Solace 2.0: A Performance in Radiation installation

Solace 2.0, an installation/ performance by MFA candidate Misha Rabinovich is on display on the 4th floor of Bird Library through May 2011. The transmedia installation encompasses books, movies, pictures, and video, and includes a computer running the Solace 2.0 Social Media Platform.
According to the artist,

The installation features several images representing various attempts by different entities to “make a name for themselves” and to be “masters of their domain” ranging from the monumental and permanent to the feeble and ephemeral. Among these images stands a computer monitor, framed in glossy black and gothic red. The monitor shows a grey map with red map markers specifically placed to outline the face of the user. As the points disappear and reappear over time the face exhibits a shimmering quality.

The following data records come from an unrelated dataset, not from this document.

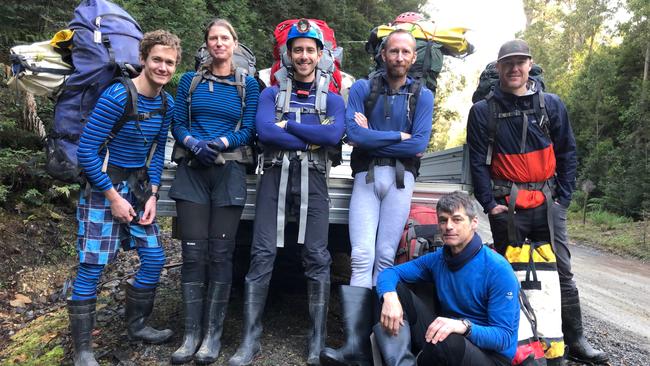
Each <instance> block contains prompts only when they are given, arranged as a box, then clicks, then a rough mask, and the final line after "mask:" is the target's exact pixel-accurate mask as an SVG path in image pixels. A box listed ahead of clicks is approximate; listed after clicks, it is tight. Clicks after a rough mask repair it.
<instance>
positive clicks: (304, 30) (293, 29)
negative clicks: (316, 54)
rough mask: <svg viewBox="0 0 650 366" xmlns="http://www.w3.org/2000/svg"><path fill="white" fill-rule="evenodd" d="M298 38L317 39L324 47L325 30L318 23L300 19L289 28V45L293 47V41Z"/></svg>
mask: <svg viewBox="0 0 650 366" xmlns="http://www.w3.org/2000/svg"><path fill="white" fill-rule="evenodd" d="M296 38H311V39H313V40H315V41H316V45H317V46H318V47H319V48H320V49H323V44H324V41H323V31H321V29H320V27H318V26H317V25H316V24H314V23H312V22H310V21H309V20H307V19H304V18H303V19H300V20H299V21H297V22H296V23H294V25H292V26H291V29H289V34H287V47H288V48H289V49H290V48H291V42H292V41H293V40H294V39H296Z"/></svg>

The points represent locations of actual real world venues (restaurants, businesses, etc) which have been registered in a geolocation game called Foursquare. To play such geolocation games, people ‘check in’ to locations they are currently at using their GPS enabled phone. Solace 2.0 checks the user into locations automatically, without the user having to go anywhere.

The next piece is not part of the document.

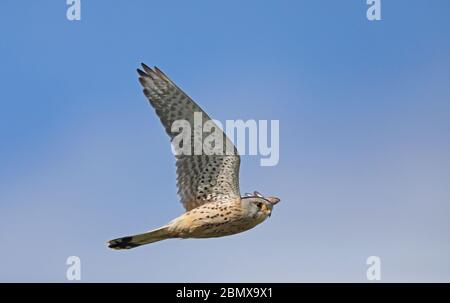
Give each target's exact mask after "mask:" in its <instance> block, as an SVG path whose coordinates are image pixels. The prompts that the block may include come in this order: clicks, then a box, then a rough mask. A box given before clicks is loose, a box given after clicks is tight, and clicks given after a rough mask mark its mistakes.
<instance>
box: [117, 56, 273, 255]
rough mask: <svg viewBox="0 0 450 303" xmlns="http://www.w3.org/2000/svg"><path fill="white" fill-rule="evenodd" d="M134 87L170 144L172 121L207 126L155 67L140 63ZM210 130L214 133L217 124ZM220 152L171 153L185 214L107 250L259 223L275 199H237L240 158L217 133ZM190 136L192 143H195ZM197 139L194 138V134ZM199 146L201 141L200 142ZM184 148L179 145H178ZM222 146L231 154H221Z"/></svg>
mask: <svg viewBox="0 0 450 303" xmlns="http://www.w3.org/2000/svg"><path fill="white" fill-rule="evenodd" d="M137 71H138V74H139V82H140V83H141V85H142V87H143V91H144V94H145V96H146V97H147V98H148V100H149V102H150V104H151V105H152V106H153V108H154V109H155V111H156V114H157V115H158V117H159V119H160V120H161V123H162V124H163V126H164V128H165V130H166V132H167V134H168V135H169V137H170V138H171V141H172V143H173V141H174V138H175V137H176V135H177V134H178V132H173V131H172V125H173V123H174V122H176V121H180V120H182V121H187V122H188V123H189V124H190V125H191V126H193V125H194V116H195V114H197V115H201V118H202V123H203V124H204V123H206V121H209V122H210V123H211V122H212V123H213V121H212V120H211V118H209V117H208V115H207V114H206V113H205V112H204V111H203V110H202V109H201V108H200V107H199V106H198V105H197V104H196V103H195V102H194V101H193V100H192V99H191V98H190V97H189V96H188V95H186V94H185V93H184V92H183V91H182V90H181V89H180V88H179V87H178V86H177V85H176V84H175V83H173V82H172V81H171V80H170V79H169V78H168V77H167V76H166V75H165V74H164V73H163V72H162V71H161V70H159V69H158V68H157V67H155V68H154V69H152V68H150V67H148V66H147V65H145V64H142V69H138V70H137ZM213 126H214V127H215V128H217V129H218V127H217V125H216V124H215V123H213ZM220 132H221V136H222V139H223V144H222V145H223V146H224V147H223V153H215V154H206V153H202V154H198V153H195V152H194V148H195V147H191V152H192V153H187V154H176V169H177V186H178V194H179V195H180V197H181V202H182V204H183V206H184V208H185V209H186V212H185V213H184V214H182V215H181V216H179V217H177V218H175V219H174V220H172V221H170V222H169V223H168V224H167V225H164V226H162V227H160V228H157V229H154V230H151V231H148V232H144V233H141V234H136V235H131V236H126V237H122V238H117V239H114V240H111V241H109V242H108V247H110V248H112V249H130V248H135V247H138V246H141V245H144V244H149V243H154V242H157V241H161V240H166V239H173V238H212V237H223V236H228V235H233V234H237V233H240V232H243V231H246V230H249V229H251V228H253V227H255V226H256V225H258V224H260V223H262V222H263V221H264V220H266V219H267V218H268V217H270V215H271V213H272V209H273V206H274V205H275V204H277V203H278V202H279V201H280V199H279V198H276V197H264V196H263V195H261V194H260V193H258V192H257V191H255V192H254V193H253V194H245V196H243V197H241V195H240V192H239V165H240V156H239V154H238V152H237V149H236V147H235V146H234V145H233V144H232V143H231V141H230V140H229V138H228V137H227V136H226V135H225V133H224V132H223V131H220ZM194 133H195V131H194V132H192V135H191V136H192V138H191V139H192V141H194V140H195V138H194V137H196V136H195V135H194ZM196 138H197V140H198V134H197V137H196ZM200 139H201V140H204V139H205V134H200ZM202 142H203V141H202ZM183 144H184V143H183ZM225 146H228V147H230V146H231V149H232V152H225V149H226V148H225Z"/></svg>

Social networks seek to conform individual identities into their molds in order to monetize people. The fundamental bargain presented to users of Internet-based social networks is: if you publish private information about yourself, you will reap social rewards. Those who seek attention as capital accept this bargain. But the requirement to conform one’s identity into a social network’s profile is a farce. The Internet–with its ability to robustly connect people across great distance–doesn’t reflect our physical existence but copies, fractures, and multiplies our individual identities. The Internet’s commercial power necessitates the compression of our identities into tokens of trust so that we can buy and sell. These tokens of trust are examples of our newfound disembodied, autonomous, and powerful telekinesis. Our actions online persist in time, creating our data body, which is also a shadow sometimes appearing to dance of its
own volition. Each of us is in many places at once.